Reel Life: Women in the Dunes

Wadjda opened at the Venice Film Festival and became Saudi Arabia’s first ever submission for the best foreign language film Oscar

A still from 'Wdjda'
A still from 'Wdjda'

Namrata Joshi

The first thing that Saudi Arabian filmmaker Haifaa al-Monsour said on being honoured at the historic first edition of the Red Sea International Film Festival was that tears were welling up in her eyes. She spoke about how, forget making films, even watching them was a dream when she was growing up during the 35 odd years (1983-2018) that cinema was banned in the country.

“That was a Saudi Arabia in which women and arts and culture were marginalised. Now they are at the core,” she said of the festival and the Saudi society, supposedly in the throes of a change.

Making films gave her voice and being honoured was a personal acknowledgement for her as much as an important message sent out to women at large: “Never be afraid. We are coming tough and strong.”

Tough and strong is how one would choose to describe the 10-year-old protagonist in Haifaa’s debut feature, Wadjda (2012), a film I decided to revisit while attending the festival in Jeddah. With her focus on little Wadjda, Haifaa manages to do more: she presents a panoramic view of the women’s reality in Riyadh back in the 2000.

On the one hand is the girl’s school, the fellow students and teachers, on the other is the mother, family, home, friends and neighbourhood. In all these spaces the traditional, conservative, patriarchal perspectives dominate, nudged gently by the new challengers, like Wadjda, a tom boy like figure who dreams of buying a green bicycle and whiz away on it, racing with her friend Abdullah and beating him at it. But will she be allowed to do something that is otherwise not permissible for women?

Haifaa al-Monsour
Haifaa al-Monsour

Wadjda is the gentle but firm rebel—mixing tapes of love songs, braiding bracelets of football teams, playing cupid for lovers. And all the while collecting money to be able to buy the SAR 800 worth of bike. Though her heart may not be in it, she is willing to compete in a Quran recitation competition only to be able to win the prize amount and use it to funs her passion.

It’s a straight and simple tale that tells a lot by saying very little. Wadjda’s quest for the bike offers Haifaa a mode to present various compelling vignettes. The authoritarian school principal who might rule by the book but has a dark secret of her own. Wadjda’s own mother who is either at the mercy of a fickle driver to transport her to work or her husband at home; an otherwise loving father to Wadjda—who is on the verge of remarrying to be able to get male heir even as Wadjda wants to carve her own name on the family tree, something forbidden for women.

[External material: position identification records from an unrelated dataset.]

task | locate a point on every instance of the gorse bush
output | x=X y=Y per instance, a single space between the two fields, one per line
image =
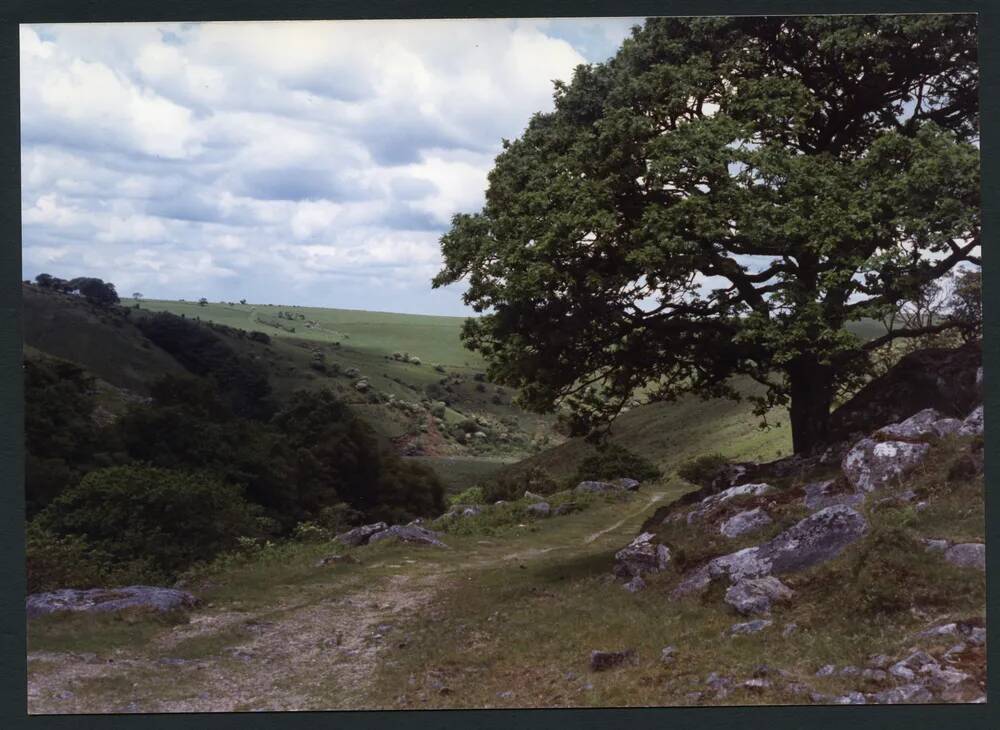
x=701 y=470
x=172 y=519
x=612 y=461
x=512 y=486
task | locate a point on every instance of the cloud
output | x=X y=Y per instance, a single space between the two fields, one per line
x=318 y=159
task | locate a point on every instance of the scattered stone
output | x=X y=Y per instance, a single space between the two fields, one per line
x=904 y=694
x=601 y=660
x=851 y=698
x=361 y=535
x=973 y=423
x=871 y=464
x=936 y=545
x=596 y=487
x=924 y=424
x=635 y=585
x=755 y=595
x=714 y=500
x=409 y=533
x=816 y=539
x=879 y=661
x=109 y=600
x=967 y=555
x=641 y=556
x=820 y=495
x=336 y=559
x=749 y=627
x=745 y=522
x=540 y=509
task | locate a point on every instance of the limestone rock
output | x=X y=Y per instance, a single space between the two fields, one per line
x=109 y=600
x=745 y=522
x=973 y=423
x=755 y=595
x=814 y=540
x=361 y=535
x=409 y=533
x=641 y=556
x=749 y=627
x=870 y=464
x=820 y=495
x=601 y=660
x=967 y=555
x=924 y=424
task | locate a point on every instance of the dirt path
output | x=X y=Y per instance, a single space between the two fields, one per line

In the midst of all this are fundamentalist concepts—women should not laugh out loud, a woman’s voice is her nakedness and it should not be heard by men, the head scarf and abaya should hold centrality in a woman’s wardrobe even though they may wear red dresses and dream of short hair in the privacy of their homes. And then there are girls who haven’t even reached their teens, married off to men in their twenties.

But all is not lost. It’s a society where the envelope is being pushed without an appearance of it. There are male allies—a shopkeeper who holds on to the bike, refusing to sell it so that Wadjda can have a go at it. There’s little Abdullah, always loaning his own bike so that Wadjda can learn to ride, without the aid of the training wheels at that.

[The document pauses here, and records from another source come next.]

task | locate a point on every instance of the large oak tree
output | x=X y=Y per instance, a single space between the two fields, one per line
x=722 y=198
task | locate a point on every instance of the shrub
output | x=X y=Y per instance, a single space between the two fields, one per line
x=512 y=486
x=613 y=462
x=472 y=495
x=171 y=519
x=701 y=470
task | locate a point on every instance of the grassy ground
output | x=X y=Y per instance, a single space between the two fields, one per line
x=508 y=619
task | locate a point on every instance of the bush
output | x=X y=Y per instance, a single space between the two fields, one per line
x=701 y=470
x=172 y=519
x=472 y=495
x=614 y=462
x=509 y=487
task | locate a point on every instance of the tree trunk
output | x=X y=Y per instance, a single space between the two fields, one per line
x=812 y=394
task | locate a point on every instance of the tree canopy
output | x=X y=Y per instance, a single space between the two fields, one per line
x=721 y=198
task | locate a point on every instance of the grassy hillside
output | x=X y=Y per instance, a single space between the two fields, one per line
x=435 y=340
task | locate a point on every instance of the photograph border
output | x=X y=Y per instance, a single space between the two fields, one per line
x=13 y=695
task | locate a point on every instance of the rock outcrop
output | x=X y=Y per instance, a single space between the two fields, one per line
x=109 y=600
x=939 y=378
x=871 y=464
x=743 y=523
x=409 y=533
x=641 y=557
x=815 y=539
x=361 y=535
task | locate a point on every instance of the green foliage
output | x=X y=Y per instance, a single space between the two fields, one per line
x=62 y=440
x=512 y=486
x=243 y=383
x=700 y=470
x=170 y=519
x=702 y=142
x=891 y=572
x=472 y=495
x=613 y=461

Most of all there is the sorority of women. The mother who might get exasperated at her daughter’s wayward ways but eventually decides to let go of the red dress to woo her husband and buy a bicycle to fuel her daughter’s dreams and desires. And the eventual escape to freedom in the future from the limited and limiting present.

The first feature film to be made by a Saudi woman filmmaker and to have been shot entirely in the country, Wadjda is an international co-production that took over five years to make because of the financial crunch and the red tapes involved in getting shooting permissions. Doffing its hat to Vittorio De Sica’s Bicycle Thieves, Jafar Panahi’s Offside and Francois Truffaut’s 400 Blows, Wadjda opened at the Venice Film Festival and became Saudi Arabia’s first ever submission for the best foreign language film Oscar.

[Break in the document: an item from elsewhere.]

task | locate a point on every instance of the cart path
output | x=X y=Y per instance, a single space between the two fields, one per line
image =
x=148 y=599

Haifaa has since gone on to make several other films—Mary Shelley, Nappily Ever After and The Perfect Candidate. From being the only woman Saudi filmmaker, she now has more young ladies giving her company. A bunch of them have their works featured in the ongoing festival. What started in 2012 with this single film could well turn out to be a cinema movement. An escalation and push in just the right direction.